His words: “I think financial inclusion does not have any issue addressing financial crimes because for one to address electronic payment fraud, you need to have multiple layers of security built into your electronic financial transactions. Secondly, the account holders must be discreet with revealing their password. Thirdly, there is also greed on the part of individuals where they are enticed by fraudsters with rewards that are not realistic and they fall for it and these are not things you can legislate against as it can only be moderated by awareness which i know the CBN, Bankers Committee and other financial agencies have been trying to do. The key thing is for financial inclusion to build layers of validation process or securities in the their financial transactions so that before anyone can breach the multiple layers, it will be difficult but in many cases of fraud, individuals allow themselves to be compromised as regards their password and so financial inclusion is not constrained to criminal activity, rather, it is constrained by access from rural dwellers to financial service platforms which is why the CBN licensed payment service providers and then agent banking as well as microfinance banks.
Meanwhile, the Bankers Committee and CBN have flagged off a cyber-security and fraud awareness campaign, called ‘Moni Sense,’ as part of their efforts to enlighten customers on the benefits of protecting their bank and other related transaction details from criminals.
Through the initiative, the CBN and the Bankers’ Committee aim to ensure Nigerians are empowered with critical information and knowledge necessary to make important financial decisions, enhance economic prosperity and continue to drive poverty reduction across the country.
A statement on the campaign indicated that the apex bank and the Bankers’ Committee would work to ensure Nigerians are empowered with critical information and knowledge necessary to make important financial decisions, enhance economic prosperity and continue to drive poverty reduction across the country.
It noted that the incidents of cyber-crime and other financial frauds usually heightens as the year gradually inches to an end, the partners stated that fraud and cyber security awareness was important in ensuring members of the public are informed on their role in protecting their banking information from fraudulent activities.
Chairman, Financial Literacy and Public Enlightenment Sub-Committee (FLPE), Mr.
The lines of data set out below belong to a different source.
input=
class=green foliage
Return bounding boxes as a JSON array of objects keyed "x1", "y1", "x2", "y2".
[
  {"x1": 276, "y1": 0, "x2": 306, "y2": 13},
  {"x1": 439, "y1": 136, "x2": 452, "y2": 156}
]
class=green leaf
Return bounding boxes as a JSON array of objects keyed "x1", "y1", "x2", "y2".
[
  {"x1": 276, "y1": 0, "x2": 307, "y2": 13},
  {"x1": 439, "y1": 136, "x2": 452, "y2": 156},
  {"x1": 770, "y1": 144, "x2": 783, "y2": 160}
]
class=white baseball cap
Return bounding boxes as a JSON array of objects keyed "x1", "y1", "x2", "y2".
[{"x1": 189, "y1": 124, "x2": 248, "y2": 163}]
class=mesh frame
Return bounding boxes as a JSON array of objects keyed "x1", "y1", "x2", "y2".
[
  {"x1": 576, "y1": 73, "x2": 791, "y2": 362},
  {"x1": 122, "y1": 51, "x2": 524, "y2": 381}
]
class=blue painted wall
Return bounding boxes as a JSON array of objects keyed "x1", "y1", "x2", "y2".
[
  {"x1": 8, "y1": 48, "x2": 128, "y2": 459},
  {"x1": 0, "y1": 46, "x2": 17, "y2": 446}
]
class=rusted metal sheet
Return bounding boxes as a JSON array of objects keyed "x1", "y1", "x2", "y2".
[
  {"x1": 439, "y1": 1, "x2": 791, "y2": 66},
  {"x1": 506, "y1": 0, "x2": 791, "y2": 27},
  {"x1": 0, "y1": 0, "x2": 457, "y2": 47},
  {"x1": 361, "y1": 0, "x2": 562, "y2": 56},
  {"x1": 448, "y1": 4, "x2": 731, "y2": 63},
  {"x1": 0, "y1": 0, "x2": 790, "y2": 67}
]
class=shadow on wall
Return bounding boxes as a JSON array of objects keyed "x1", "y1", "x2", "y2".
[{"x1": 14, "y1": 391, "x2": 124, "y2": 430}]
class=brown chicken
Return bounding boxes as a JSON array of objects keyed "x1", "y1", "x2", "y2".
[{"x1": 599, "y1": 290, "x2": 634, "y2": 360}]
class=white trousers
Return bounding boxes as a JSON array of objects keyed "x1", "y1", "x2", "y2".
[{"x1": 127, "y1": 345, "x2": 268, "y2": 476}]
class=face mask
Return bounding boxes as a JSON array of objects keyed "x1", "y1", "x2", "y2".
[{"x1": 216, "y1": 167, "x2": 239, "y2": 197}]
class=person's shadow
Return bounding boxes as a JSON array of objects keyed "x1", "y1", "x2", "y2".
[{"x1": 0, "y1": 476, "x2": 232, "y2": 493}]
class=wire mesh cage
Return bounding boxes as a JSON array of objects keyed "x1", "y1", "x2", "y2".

Emeka Emuwa said: “Fraudsters and scammers continually devise new ways to deceive the unsuspecting public, usually with the aim of luring them to inadvertently disclose confidential bank information.
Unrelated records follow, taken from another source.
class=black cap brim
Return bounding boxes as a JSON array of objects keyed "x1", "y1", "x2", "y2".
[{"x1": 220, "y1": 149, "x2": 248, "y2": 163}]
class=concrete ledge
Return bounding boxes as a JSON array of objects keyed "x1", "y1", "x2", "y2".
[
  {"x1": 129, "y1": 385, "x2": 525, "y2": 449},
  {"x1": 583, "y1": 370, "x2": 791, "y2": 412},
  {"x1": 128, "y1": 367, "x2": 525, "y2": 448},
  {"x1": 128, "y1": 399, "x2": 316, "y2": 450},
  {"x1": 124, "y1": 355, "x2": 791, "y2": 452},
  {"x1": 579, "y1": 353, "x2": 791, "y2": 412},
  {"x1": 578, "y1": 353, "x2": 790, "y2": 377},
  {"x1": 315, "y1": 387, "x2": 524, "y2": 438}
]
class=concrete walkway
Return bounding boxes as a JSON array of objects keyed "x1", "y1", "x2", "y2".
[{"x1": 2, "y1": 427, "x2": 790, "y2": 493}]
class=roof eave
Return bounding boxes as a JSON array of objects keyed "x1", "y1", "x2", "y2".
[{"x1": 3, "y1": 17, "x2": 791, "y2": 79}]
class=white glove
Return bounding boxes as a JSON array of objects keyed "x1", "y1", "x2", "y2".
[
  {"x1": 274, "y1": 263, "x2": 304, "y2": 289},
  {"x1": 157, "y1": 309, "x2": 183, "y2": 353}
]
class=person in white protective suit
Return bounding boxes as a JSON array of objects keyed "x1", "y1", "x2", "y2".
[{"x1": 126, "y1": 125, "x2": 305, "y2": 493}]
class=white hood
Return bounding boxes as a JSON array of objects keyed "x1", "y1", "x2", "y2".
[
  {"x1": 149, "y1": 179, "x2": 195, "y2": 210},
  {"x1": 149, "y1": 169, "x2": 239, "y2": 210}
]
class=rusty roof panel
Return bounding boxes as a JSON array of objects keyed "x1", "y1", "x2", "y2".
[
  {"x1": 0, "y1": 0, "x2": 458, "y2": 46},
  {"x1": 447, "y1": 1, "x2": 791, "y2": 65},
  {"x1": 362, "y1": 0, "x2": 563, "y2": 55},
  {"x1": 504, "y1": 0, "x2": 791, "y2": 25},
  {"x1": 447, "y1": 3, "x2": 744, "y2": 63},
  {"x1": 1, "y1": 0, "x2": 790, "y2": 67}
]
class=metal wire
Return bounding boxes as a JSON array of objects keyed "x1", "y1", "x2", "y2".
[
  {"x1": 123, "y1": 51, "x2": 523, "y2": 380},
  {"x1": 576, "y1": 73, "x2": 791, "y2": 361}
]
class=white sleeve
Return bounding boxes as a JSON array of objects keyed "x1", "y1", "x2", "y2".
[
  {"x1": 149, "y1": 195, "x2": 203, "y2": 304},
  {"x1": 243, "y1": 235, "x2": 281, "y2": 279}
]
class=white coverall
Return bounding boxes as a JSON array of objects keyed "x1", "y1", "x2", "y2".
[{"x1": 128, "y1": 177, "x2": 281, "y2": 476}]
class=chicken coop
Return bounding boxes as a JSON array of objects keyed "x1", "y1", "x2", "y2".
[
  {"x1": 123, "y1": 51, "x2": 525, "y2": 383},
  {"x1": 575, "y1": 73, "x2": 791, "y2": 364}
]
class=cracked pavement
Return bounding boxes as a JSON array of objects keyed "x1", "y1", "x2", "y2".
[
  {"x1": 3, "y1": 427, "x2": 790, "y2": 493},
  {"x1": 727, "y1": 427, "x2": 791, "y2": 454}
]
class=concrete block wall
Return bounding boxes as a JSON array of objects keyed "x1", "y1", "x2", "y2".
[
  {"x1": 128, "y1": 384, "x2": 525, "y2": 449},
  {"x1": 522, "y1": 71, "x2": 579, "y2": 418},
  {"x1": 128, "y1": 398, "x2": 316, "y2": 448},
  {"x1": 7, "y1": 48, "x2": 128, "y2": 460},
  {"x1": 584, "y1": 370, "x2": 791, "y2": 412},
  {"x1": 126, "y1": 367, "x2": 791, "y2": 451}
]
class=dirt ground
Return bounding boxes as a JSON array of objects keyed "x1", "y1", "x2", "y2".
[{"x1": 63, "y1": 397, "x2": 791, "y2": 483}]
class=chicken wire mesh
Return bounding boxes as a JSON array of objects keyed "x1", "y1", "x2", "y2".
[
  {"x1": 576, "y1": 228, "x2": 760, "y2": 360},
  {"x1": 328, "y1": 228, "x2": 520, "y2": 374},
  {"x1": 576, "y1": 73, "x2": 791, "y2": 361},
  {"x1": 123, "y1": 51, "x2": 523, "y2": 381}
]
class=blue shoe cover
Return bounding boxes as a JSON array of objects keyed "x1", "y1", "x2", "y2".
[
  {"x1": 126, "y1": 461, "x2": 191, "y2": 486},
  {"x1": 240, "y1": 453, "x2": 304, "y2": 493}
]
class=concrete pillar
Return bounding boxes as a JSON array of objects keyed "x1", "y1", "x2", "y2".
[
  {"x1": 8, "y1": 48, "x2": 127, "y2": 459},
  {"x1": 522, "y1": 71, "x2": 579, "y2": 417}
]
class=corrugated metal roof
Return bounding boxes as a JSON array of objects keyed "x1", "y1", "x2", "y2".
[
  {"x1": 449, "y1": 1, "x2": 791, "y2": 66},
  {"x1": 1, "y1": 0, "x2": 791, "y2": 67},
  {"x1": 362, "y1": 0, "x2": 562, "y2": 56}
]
“We encourage Nigerians to always be cautious and ignore any text message, phone call, or Email asking to update your bank information, provide sensitive bank details, disclose online banking details, debit card numbers or PIN to anyone”, the banker added
Financial literacy and public enlightenment are key components of the Bankers’ Committee mandate and the pursuit is considered crucial in the financial inclusion drive of the apex bank and deposit money banks and others in the country.